Pakistan is hoping a sell-off of government stakes in state-owned energy companies, banks and troubled airline PIA will bring a much-needed boost to foreign exchange reserves, a top official said Friday.
Prime Minister Nawaz Sharif's privatisation programme cleared an important hurdle this week with the approval of financial advisers for the sale of shares in more than half a dozen state-owned companies.
Pakistan last month received a second payment under a $6.7 billion International Monetary Fund (IMF) loan package, conditions for which included action to privatise state-owned businesses.
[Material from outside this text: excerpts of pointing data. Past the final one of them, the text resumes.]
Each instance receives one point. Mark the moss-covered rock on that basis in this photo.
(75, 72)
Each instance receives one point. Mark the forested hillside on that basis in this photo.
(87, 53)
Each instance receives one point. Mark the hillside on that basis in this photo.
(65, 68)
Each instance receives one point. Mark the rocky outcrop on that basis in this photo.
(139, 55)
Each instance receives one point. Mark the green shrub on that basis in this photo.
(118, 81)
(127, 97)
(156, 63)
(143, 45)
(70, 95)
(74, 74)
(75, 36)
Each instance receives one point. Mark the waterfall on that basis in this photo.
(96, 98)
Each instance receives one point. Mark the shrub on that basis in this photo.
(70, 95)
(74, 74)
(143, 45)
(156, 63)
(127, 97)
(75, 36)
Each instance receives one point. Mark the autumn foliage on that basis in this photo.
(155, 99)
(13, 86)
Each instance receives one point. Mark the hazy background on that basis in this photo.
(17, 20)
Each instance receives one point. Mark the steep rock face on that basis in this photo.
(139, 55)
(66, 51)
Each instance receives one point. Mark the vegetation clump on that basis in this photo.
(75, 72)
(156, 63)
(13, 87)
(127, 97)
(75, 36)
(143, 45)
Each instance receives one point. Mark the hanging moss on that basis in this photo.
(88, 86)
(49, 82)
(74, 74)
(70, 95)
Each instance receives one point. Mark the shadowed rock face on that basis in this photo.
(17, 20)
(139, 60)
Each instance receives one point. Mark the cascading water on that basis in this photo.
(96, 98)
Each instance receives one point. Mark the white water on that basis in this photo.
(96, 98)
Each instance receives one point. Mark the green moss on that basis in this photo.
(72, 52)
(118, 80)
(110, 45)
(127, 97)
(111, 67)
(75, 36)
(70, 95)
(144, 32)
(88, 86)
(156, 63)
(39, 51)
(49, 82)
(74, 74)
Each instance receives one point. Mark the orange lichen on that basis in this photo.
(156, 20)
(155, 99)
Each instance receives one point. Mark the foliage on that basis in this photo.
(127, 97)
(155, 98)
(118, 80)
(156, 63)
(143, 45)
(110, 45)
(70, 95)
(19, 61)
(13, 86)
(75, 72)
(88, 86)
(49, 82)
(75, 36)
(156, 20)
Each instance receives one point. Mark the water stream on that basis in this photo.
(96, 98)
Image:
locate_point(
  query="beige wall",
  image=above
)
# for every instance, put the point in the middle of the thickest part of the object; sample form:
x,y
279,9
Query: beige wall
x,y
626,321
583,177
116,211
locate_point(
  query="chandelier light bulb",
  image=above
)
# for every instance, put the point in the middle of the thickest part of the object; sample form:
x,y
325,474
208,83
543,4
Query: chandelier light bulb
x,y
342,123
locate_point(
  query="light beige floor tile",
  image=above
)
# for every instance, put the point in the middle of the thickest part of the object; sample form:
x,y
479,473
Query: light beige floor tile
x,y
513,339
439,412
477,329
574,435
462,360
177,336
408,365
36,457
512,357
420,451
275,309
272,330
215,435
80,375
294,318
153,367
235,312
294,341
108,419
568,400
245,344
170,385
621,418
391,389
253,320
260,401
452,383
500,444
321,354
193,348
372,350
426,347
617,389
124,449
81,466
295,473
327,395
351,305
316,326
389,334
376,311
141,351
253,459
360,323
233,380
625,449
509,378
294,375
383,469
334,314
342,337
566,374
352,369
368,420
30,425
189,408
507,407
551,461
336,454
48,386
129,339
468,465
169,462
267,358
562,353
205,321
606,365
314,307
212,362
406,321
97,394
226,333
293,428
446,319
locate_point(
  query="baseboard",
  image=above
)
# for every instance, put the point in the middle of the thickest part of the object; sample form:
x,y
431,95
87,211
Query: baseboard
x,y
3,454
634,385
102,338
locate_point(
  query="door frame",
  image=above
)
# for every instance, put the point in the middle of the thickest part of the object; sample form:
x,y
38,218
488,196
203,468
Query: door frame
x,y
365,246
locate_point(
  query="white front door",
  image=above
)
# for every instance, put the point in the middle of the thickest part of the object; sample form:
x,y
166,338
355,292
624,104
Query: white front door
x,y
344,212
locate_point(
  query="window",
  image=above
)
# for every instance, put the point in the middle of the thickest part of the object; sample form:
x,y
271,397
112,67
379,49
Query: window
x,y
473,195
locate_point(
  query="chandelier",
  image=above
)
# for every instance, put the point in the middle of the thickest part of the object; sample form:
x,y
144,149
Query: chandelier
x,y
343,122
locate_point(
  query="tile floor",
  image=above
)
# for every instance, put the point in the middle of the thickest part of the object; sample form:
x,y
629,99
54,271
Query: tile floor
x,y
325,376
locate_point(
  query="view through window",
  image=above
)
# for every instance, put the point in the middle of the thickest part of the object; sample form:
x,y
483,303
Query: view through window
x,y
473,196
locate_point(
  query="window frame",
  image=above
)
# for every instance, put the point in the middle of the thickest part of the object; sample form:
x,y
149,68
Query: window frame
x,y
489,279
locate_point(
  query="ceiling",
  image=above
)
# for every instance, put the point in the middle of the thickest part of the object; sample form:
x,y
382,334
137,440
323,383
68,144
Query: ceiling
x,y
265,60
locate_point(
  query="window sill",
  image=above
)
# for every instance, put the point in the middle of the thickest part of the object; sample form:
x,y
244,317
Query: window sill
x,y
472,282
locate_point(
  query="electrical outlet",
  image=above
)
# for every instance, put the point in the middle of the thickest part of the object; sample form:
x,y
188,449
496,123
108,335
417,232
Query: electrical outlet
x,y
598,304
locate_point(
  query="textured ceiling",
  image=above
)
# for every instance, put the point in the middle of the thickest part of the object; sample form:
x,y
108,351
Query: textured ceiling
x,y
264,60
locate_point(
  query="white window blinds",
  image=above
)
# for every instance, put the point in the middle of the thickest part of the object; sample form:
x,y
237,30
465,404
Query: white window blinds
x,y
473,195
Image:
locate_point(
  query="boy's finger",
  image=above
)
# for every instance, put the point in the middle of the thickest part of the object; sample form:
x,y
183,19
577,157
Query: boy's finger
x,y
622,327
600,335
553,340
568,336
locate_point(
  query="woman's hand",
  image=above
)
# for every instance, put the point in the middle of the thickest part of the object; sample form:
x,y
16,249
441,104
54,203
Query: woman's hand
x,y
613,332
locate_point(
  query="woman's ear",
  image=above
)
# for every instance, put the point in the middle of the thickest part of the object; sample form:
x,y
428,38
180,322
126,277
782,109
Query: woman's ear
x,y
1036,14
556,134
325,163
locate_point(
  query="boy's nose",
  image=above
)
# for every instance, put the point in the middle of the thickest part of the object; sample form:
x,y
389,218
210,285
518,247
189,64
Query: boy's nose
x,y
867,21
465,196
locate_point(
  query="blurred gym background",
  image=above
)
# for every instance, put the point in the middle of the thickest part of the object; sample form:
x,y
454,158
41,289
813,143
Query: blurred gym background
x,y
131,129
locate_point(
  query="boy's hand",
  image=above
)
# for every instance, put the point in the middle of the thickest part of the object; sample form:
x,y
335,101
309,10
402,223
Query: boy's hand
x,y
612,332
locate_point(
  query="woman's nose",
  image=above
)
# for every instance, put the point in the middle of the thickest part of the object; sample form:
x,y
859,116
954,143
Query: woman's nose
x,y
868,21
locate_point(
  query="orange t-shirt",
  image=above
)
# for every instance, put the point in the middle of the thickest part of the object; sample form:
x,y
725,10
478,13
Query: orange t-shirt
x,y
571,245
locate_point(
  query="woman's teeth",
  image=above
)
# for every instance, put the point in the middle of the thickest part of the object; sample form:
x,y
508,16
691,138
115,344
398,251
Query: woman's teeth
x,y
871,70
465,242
Among the offerings will be shares in the Oil and Gas Development Company Limited (OGDCL), Pakistan's top hydrocarbon exploration and development concern.
OGDCL shares have been traded on the London stock exchange since 2006 and the government now wants to sell off more of its stake in the company.
"We will wait the financial advisers to make the privatisation strategy but I personally want to offload 10 percent... of OGDC at the global capital market," Mohammad Zubair, the chief of the Privatisation Commission, told AFP.
The state holds about 75 percent shares in the OGDCL, after already offloading a 25 percent stake.
Arif Habib Securities, a Karachi-based brokerage and financial research company, estimates the OGDCL sell-off will raise about $1 billion.
Pakistan's forex reserves have dwindled in the past year, sinking to just $3.2 billion, barely enough to cover the country's foreign payments for a month.
Opposition parties have condemned the privatisation plans, accusing Sharif of cronyism and selling off valuable national assets at cut price.